The book of Revelation describes many of those foreboding heavenly signs but opens with this amazing image of Jesus standing in the middle of the churches and holding the angels of those churches as stars in His hand.  He’s in our midst and holds our  destinies in His hand!  No matter the circumstances befalling the world around us we can stand up straight and say with confidence, “Our redemption draws near.”  The Redeemer Himself says, in the last chapter of Revelation, 

“Behold, I am coming soon, bringing my recompense with me, to repay each on for what he has done.  I am the Alpha and the Omega, the first and the last, beginning and the end… I Jesus, have sent my angel to testify to you about these things for the churches.  I am the root and the descendant of David, the bright morning star.”

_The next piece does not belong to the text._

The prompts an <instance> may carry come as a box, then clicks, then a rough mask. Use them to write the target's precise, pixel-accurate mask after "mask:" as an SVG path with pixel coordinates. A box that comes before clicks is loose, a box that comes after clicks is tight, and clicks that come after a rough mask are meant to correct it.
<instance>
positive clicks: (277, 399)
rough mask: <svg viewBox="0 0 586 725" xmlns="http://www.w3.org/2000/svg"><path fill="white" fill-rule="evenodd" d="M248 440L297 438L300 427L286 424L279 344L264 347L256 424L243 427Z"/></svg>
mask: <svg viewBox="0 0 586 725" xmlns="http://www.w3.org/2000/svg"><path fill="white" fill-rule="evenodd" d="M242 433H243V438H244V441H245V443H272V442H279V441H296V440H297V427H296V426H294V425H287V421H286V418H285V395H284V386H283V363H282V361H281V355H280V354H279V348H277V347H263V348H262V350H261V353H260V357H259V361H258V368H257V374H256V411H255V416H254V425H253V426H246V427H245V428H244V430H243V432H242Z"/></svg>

Did you catch that part about the churches?  Revelation doesn’t just open with Jesus standing in the midst of the churches, it ends with Jesus stating that the testimony John was given was specifically FOR the churches!  Oh how I need that testimony when I’m feeling discouraged about the messiness of church life.  Tonight, especially, as I’ve heard the pain of what brothers and sisters are experiencing in their churches, and seen the tears, and witnessed the bitter ramification of corporate wounds, and worried over the wayward path of The Bride, tonight I needed that testimony of John.  I needed to see Christ standing in her midst (Revelation 1:20).  I needed to feel the thunderous roar of the great multitude crying out,

“Hallelujah!  For the lord our God the Almighty reigns.  Let us rejoice and exult and give Him the glory, for the marriage of the Lamb has come, and His Bride has made herself ready;  it was granted her to clothe herself with fine linen, bright and pure (Revelation 19:6-8).”

I needed to hear “the Spirit and the Bride say, ‘Come.’” And I needed to straighten up and say with them, “Amen. Come, Lord Jesus (Revelation 22:17-20).”

“The grace of the Lord Jesus be with all.  Amen.”